A little trip to West Wales. I really like it out there, on the edge of the world. There’s a nice spaciousness, especially on the sunny days.
Welsh Wales for work, well actually west Wales. Within Wales, some areas speak Welsh and some areas speak English (although Welsh is taught in school). In the west you can here Welsh spoken all around. It’s a strange impenetrable language for the uninitiated. A different culture and different attitude.
In the west the clouds are different, stretched as they have been, over an ocean. And there’s a beautiful sense of silence all around. I think it comes from there being hardly any people around. Less thoughts in the ether, or something like that….

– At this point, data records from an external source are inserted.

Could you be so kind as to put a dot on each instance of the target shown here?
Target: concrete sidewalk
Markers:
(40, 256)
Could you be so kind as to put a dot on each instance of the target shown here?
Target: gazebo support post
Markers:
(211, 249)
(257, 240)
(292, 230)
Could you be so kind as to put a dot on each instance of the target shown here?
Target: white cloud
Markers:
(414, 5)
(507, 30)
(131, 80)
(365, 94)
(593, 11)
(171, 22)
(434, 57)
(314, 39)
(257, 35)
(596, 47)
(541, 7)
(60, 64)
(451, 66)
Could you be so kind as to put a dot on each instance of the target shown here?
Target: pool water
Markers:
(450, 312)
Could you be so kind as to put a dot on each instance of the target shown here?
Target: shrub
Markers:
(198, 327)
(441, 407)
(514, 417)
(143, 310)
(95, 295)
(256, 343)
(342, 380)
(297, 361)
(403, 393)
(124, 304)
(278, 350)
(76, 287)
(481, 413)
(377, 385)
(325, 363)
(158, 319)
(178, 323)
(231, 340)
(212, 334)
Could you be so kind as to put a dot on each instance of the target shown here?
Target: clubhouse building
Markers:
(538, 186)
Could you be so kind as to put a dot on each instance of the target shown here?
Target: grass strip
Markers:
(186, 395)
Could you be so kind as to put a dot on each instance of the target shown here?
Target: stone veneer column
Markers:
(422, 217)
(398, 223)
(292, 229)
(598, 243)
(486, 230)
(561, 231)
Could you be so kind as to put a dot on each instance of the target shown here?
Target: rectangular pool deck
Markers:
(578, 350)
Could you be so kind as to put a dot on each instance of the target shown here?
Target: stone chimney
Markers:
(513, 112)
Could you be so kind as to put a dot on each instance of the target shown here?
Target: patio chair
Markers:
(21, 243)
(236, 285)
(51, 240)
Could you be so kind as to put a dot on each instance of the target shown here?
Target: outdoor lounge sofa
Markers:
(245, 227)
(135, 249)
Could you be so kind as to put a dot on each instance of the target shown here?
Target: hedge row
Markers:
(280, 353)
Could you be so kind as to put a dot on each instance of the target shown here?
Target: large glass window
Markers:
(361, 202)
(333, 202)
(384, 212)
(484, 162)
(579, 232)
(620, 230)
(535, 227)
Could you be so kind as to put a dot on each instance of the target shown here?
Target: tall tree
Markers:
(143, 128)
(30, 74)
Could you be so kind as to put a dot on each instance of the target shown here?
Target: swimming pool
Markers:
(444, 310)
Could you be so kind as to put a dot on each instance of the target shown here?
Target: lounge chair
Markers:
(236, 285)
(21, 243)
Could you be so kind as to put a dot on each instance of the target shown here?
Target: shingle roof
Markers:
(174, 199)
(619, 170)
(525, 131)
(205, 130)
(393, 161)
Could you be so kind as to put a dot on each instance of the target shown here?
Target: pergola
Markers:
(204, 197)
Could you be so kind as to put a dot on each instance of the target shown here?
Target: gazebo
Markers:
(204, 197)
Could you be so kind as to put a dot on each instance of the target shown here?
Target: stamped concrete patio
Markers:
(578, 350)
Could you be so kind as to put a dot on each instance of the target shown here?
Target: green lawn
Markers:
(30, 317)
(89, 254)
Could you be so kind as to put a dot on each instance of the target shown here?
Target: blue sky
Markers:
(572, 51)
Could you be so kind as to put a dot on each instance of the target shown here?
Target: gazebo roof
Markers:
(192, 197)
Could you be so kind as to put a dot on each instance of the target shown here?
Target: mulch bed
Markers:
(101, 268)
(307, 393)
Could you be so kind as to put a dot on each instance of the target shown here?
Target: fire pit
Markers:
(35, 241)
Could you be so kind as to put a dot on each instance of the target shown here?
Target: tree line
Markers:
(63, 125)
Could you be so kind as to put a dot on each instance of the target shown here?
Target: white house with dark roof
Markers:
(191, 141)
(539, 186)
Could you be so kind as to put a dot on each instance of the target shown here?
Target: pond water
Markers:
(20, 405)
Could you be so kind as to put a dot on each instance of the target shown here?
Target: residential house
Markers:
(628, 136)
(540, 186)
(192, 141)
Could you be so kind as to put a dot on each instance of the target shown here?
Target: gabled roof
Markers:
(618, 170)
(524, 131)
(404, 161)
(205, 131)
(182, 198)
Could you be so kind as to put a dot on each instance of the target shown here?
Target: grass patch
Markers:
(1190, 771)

Glad I cover the pretty bits of the country – what a great experience of this part of Wales.
So this is Castell Henllys Iron Age Village, stumbled across on the way between Haverfordwest and Cardigan. Did I tell you how much I love pre-history?

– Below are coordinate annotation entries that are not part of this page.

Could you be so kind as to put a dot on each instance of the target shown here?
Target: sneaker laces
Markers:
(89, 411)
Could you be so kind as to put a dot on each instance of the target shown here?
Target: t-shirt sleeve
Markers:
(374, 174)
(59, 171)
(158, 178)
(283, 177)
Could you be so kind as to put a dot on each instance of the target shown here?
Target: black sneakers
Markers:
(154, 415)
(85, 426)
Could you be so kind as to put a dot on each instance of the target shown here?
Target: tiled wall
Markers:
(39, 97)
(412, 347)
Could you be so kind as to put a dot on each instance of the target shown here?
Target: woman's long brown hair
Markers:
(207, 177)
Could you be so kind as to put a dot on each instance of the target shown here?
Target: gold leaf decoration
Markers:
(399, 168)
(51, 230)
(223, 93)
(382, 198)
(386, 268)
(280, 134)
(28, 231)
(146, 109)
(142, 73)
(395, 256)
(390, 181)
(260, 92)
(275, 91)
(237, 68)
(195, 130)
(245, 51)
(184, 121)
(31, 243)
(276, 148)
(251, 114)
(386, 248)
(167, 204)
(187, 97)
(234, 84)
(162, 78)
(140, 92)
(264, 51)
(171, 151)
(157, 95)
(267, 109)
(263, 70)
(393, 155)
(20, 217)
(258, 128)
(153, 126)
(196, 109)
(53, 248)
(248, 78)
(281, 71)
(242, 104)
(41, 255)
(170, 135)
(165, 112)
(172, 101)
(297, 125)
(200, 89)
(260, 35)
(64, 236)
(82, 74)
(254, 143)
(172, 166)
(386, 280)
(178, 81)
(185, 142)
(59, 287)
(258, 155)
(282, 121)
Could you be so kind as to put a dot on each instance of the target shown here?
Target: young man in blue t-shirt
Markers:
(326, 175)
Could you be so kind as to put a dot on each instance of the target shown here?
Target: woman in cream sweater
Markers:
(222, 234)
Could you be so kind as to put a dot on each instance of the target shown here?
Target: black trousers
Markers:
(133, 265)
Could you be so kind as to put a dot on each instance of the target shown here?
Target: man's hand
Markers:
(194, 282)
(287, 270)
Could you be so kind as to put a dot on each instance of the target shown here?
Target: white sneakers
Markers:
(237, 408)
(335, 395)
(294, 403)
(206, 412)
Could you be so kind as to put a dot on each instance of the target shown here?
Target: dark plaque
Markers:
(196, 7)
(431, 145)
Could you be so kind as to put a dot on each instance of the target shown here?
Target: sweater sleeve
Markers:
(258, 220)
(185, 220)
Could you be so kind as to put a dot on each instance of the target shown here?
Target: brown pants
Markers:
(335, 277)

Having set off at 5.45am that morning, it was good to have a break in the most unusual setting. The village was on a raised bit of land, set in a bowl – you could certainly see everyone coming. And the views, some across to other early sites, were fab too.

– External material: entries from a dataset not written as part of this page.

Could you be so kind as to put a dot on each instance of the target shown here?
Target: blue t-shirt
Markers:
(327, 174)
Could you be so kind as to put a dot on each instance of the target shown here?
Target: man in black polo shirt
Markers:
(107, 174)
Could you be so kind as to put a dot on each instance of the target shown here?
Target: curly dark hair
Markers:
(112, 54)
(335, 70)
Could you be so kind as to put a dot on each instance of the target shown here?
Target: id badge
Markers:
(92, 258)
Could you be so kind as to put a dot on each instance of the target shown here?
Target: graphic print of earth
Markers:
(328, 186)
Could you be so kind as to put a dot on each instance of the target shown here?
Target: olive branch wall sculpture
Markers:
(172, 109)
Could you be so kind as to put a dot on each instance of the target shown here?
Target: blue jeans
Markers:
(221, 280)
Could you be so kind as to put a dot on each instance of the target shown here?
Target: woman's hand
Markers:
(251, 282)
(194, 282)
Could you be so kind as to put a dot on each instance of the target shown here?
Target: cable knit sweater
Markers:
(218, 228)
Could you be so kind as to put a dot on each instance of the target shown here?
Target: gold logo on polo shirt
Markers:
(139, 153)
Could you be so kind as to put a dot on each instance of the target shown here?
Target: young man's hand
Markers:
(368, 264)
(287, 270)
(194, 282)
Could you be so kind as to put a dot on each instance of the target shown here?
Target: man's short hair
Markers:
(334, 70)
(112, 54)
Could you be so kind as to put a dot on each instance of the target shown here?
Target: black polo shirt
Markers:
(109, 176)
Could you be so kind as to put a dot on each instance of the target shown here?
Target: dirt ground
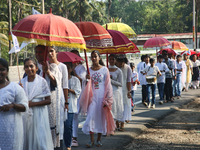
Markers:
(177, 131)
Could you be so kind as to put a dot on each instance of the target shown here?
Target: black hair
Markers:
(142, 57)
(75, 51)
(4, 63)
(42, 46)
(178, 56)
(69, 64)
(152, 60)
(132, 65)
(121, 58)
(112, 55)
(146, 56)
(31, 59)
(100, 61)
(160, 57)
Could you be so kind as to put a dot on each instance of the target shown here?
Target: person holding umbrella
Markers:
(99, 117)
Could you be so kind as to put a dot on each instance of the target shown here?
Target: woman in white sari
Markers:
(13, 101)
(116, 81)
(36, 121)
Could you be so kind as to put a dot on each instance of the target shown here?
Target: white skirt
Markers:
(37, 129)
(126, 114)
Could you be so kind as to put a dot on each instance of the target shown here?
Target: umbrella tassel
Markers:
(86, 61)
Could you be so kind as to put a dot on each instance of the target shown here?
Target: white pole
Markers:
(194, 14)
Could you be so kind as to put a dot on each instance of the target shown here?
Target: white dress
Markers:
(96, 120)
(11, 127)
(117, 106)
(127, 74)
(36, 121)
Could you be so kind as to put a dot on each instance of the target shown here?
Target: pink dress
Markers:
(96, 119)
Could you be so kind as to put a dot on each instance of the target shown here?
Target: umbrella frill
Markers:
(49, 30)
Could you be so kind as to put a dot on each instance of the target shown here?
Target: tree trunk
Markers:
(10, 28)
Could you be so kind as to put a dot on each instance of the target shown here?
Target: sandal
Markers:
(90, 144)
(99, 144)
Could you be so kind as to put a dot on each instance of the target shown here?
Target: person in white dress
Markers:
(142, 79)
(36, 121)
(126, 89)
(101, 105)
(74, 92)
(161, 79)
(64, 92)
(134, 83)
(151, 85)
(13, 101)
(79, 71)
(116, 81)
(53, 78)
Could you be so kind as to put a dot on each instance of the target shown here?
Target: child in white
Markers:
(161, 79)
(151, 71)
(73, 94)
(36, 121)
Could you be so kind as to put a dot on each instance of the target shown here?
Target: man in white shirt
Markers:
(161, 79)
(142, 79)
(177, 82)
(151, 71)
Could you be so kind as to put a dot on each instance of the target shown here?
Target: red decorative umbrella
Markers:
(176, 45)
(96, 37)
(121, 44)
(69, 57)
(189, 52)
(169, 51)
(156, 42)
(49, 30)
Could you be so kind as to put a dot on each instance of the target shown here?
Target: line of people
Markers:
(42, 113)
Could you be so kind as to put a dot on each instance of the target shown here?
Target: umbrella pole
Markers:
(107, 59)
(18, 68)
(45, 58)
(86, 61)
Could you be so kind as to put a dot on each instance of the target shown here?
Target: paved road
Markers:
(141, 120)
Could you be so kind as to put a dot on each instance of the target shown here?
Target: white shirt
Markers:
(142, 78)
(74, 84)
(134, 77)
(151, 71)
(139, 69)
(162, 67)
(178, 67)
(63, 69)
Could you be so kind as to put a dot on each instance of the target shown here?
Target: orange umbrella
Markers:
(96, 37)
(49, 30)
(178, 46)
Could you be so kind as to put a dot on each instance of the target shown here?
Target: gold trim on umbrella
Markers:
(58, 36)
(51, 43)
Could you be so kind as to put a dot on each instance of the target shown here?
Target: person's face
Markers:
(112, 60)
(146, 60)
(179, 59)
(39, 54)
(52, 55)
(153, 63)
(95, 58)
(120, 64)
(30, 68)
(69, 68)
(3, 73)
(185, 57)
(194, 58)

There was a special feeling about the settlement, about history and time passing. A stillness. The robin and the squirrel came to hang out as I sat in the circle of the roundhouse. I have a thing about circles and circular spaces. They don’t work like normal spaces. Something different happens with the energy – no corners to hide in or gather dust.
I was last (it being late in the afternoon), and a very kind guide called Sarah rounded me up, and even unlocked a few huts she’d already padlocked so I could see inside. So glad to have seen this place and been touched by its spirit.
In the present, the weather is still a seeming never ending succession of storms. Even now I can hear the wind buffeting the house…
But I found these pictures – taken late January, a bit back. I was working, travelling from West Wales to Birmingham, with only the prospect of a dismal hotel ahead. I passed the sign – “Dylan Thomas Boathouse”. So a quick u-turn and I explored the narrow roads, down the side of The Taf Estuary. The weather was so perfectly clear. The sun setting. And while the Boathouse itself was closed, here was the poet’s writing hut, perched above the bay. I peered through the glass into the hut. The bottles of beer to hand, jacket on the chair – he just stepped out…. a few decades ago.